Exhibition - Candice Breitz: The Character
Video and photographic artist Candice Breitz opens her exhibition Candice Breitz: The Character in ACMI
WHEN: 06/12/2012 to 11/03/2013
The internationally renowned video and photographic artist Candice Breitz will visit Melbourne to open her exhibition Candice Breitz: The Character. Opening to the public on 6 December 2012, it will be a free exhibition that explores the construction of identity, individuality, popular and celebrity culture through a suite of large-scale installations.
While in Melbourne, Ms Breitz will take part in the ever popular In Conversation series on 6 December, hosted by art academic and commentator Daniel Palmer. The discussion aims to provide context and insight into her large-scale installations and unique methodologies. On 7 December, Ms Breitz will also join our creative workshop for 13 – 20 year olds, Intermix, looking at what it takes to be a renowned moving image artist.
One of Breitz’s best known pieces King (A Portrait of Michael Jackson) (2005) is included in the exhibition. The artist advertised to find Jackson fans, and then invited 16 of the most ardent respondents to sing their way through the entire Thriller album. Displayed on 16 screens installed side by side, these fans “beat it”, deny fatherhood (Billie Jean) and are all guilty of “startin’ somethin’”. Michael Jackson himself is nowhere to be seen - the ‘portrait’ that emerges is a fascinatingly ambiguous meditation on the power of a cultural icon, created by individuals who all identify with the King of Pop, but express their fascination in different ways. For some it’s imitation: a red leather jacket, a single white glove, a tilted hat, a certain dance move; for others it’s less obvious - one woman belly-dances through every track - while others seem lost in a private reverie.
Referencing Robert Rauschenberg’s 1957 works Factum I and Factum II whereby two nearly identical paintings host subtle differences that can only be found on close inspection, Breitz personifies this notion in her piece Factum (2009). Lengthy interviews with several sets of identical twins are edited and the footage shown side by side, sibling next to sibling. Individual stories are told and differences appear in speech, style and body language from what at face value appear to be the same person. The constant tension between sameness and difference is captivating.

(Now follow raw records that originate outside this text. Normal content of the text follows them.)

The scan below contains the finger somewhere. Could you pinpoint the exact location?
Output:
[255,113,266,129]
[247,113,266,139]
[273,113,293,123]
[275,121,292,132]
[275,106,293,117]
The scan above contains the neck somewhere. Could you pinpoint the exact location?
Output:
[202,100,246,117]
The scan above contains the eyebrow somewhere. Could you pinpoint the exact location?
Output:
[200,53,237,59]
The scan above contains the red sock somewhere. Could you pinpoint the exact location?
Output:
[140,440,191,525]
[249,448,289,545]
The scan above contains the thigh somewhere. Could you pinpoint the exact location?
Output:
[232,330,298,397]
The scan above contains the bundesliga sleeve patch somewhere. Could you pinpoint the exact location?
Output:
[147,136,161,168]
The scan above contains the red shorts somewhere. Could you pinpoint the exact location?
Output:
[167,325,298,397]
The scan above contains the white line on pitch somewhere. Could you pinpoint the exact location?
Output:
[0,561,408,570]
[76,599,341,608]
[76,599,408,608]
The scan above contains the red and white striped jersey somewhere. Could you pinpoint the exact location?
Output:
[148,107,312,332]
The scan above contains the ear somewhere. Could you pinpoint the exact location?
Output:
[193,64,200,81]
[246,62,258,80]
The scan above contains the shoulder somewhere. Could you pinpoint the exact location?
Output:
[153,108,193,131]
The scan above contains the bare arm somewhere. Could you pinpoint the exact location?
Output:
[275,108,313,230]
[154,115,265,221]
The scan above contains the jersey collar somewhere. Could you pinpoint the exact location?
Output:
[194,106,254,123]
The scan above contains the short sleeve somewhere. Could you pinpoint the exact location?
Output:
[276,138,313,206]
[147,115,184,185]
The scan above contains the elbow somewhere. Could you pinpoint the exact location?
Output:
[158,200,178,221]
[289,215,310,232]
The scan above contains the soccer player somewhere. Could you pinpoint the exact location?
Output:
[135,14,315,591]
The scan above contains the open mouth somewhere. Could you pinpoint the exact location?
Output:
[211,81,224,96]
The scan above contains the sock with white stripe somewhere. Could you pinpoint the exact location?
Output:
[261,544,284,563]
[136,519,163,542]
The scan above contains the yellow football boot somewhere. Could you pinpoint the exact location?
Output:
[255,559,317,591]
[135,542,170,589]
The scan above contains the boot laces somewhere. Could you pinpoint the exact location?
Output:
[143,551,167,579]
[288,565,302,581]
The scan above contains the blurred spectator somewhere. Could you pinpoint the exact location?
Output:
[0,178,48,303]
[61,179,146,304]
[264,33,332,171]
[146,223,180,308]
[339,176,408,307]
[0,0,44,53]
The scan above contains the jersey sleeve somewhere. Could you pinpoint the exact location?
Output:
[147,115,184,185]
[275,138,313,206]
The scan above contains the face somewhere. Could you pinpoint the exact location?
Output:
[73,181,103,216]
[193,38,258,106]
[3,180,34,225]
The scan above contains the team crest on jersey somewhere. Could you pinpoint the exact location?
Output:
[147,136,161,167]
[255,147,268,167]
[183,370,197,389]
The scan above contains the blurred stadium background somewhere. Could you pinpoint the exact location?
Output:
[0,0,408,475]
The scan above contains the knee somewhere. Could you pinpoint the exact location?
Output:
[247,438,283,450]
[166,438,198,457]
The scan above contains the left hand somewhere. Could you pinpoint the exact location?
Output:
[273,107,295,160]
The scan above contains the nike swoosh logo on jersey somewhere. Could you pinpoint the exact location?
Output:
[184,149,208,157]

Breitz also produced The Character (2011). Cut from a series of interviews with school students about a recent film they had watched, the children talked about the narrative and plight of the child characters in the films. Editing and intertwining the interviews differences emerge in the storytelling and the story told; contradictions emerge. The Character serves to emphasise the different ways in which the children frame their experience of viewing films and thinking about them afterwards.
Alongside these works will be Becoming (2003), re-enactments by Breitz of film scenes of leading ladies such as Drew Barrymore, Julia Roberts and Cameron Diaz. In Him Her (1968-2008), Breitz uses existing footage from films starring Meryl Streep and Jack Nicholson. Across seven screens each, the scenes and thoughts jostle for prominence and seem to speak to each other piecing together vignettes that suggest the strong internal dialogue that occurs in the mind of a single individual.
Breitz edits, mashes and reinterprets the iconic bringing a questioning intelligence to the artificial worlds portrayed in popular culture through film, music and celebrity. “If we have no choice but to consume what the mass media feeds us, then we must insist on the right to chew up, process and regurgitate mass-media forms so that they might service us rather than merely milking us.” (Breitz; ID Magazine 2006)
Opening at ACMI on 6 December 2012 through to 11 March 2013, Candice Breitz: The Character is an exhibition that will entertain, challenge and make you look at the world of celebrity, popular culture and identity in a new light.
About Candice Breitz
Breitz began exhibiting in the mid-1990s and over the past ten years has shot to international prominence. Her works have been exhibited widely in group and solo shows internationally – including at the Johannesburg, São Paulo, Istanbul, Kwangju, Taipei and Venice Biennales. She has held solo exhibitions at Kunsthaus Bregenz, Austria (2010), Pinchuk Art Center, Kyiv (2011), San Francisco Museum of Modern Art, USA (2009), De Appel Foundation, Amsterdam (2001), Moderna Museet, Stockholm (2004), Modern Art Oxford (2003), Castello di Rivoli, Turin (2005), Palais de Tokyo, Paris (2005), Lousiana Museum of Modern Art, Denmark (2008), Temporare Kunsthalle, Berlin (2008) and the Collection Lambert in Avignon, France (2008). In 2007 Breitz was awarded the Prince Pierre of Monaco Foundation’s 41st International Prize for Contemporary Art for emerging artists.
Candice Breitz is represented by White Cube, London; Kaufmann Repetto, Milan and Goodman Gallery, Johannesburg.